NAME

sincos, sincosf, sincosl - calculate sin and cos simultaneously

LIBRARY

Math library (libm, -lm)

SYNOPSIS

#define _GNU_SOURCE /* See feature_test_macros(7) */
#include <math.h>
void sincos(double x, double *sin, double *cos);
void sincosf(float x, float *sin, float *cos);
void sincosl(long double x, long double *sin, long double *cos);

DESCRIPTION

Several applications need sine and cosine of the same angle x. These functions compute both at the same time, and store the results in *sin and *cos. Using this function can be more efficient than two separate calls to sin(3) and cos(3).

If x is a NaN, a NaN is returned in *sin and *cos.

If x is positive infinity or negative infinity, a domain error occurs, and a NaN is returned in *sin and *cos.

RETURN VALUE

These functions return void.

ERRORS

See math_error(7) for information on how to determine whether an error has occurred when calling these functions.

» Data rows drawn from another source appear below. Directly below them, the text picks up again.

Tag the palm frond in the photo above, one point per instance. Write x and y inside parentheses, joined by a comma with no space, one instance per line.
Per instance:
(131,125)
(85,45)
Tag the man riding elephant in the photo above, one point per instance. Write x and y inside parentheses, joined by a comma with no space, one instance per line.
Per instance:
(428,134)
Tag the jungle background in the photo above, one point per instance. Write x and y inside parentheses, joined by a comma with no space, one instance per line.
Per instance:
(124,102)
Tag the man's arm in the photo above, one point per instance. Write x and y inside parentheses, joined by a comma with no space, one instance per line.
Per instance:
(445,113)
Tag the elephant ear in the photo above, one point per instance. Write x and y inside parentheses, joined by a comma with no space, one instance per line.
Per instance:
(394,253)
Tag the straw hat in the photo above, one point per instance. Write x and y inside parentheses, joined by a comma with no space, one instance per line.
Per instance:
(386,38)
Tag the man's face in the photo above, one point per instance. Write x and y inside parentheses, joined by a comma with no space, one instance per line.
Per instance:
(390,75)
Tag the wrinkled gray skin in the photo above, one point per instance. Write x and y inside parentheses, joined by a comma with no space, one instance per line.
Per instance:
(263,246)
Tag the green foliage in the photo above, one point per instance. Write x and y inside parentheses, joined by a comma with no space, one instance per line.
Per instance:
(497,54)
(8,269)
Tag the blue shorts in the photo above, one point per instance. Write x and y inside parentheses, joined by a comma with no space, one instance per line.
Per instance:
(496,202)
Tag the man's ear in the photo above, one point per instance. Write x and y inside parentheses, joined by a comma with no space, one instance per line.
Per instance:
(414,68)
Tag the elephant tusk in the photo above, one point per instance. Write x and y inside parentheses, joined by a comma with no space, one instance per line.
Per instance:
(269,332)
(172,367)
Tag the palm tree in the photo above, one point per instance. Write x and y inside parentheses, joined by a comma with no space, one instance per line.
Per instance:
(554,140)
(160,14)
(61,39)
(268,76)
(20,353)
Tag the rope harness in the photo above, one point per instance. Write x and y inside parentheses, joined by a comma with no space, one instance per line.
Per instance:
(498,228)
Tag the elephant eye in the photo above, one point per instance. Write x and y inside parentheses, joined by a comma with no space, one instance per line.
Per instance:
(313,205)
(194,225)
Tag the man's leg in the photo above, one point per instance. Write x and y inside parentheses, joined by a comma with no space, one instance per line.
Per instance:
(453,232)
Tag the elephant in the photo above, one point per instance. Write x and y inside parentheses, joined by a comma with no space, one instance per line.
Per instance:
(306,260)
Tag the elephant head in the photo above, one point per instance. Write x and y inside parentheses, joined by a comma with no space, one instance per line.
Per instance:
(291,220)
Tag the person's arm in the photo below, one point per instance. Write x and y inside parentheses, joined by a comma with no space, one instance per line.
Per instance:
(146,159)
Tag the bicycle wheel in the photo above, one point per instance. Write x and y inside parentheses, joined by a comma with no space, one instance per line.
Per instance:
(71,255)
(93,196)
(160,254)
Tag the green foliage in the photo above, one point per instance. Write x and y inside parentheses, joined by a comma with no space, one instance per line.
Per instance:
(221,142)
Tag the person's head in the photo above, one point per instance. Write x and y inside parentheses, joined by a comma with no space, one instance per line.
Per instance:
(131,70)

The following errors can occur:

Domain error: x is an infinity

errno is set to EDOM (but see BUGS). An invalid floating-point exception (FE_INVALID) is raised.

ATTRIBUTES

For an explanation of the terms used in this section, see attributes(7).

Interface Attribute Value

sincos(), sincosf(), sincosl()

Thread safety MT-Safe

STANDARDS

GNU.

HISTORY

glibc 2.1.

NOTES

To see the performance advantage of sincos(), it may be necessary to disable gcc(1) built-in optimizations, using flags such as:

cc -O -lm -fno-builtin prog.c

BUGS

Before glibc 2.22, the glibc implementation did not set errno to EDOM when a domain error occurred.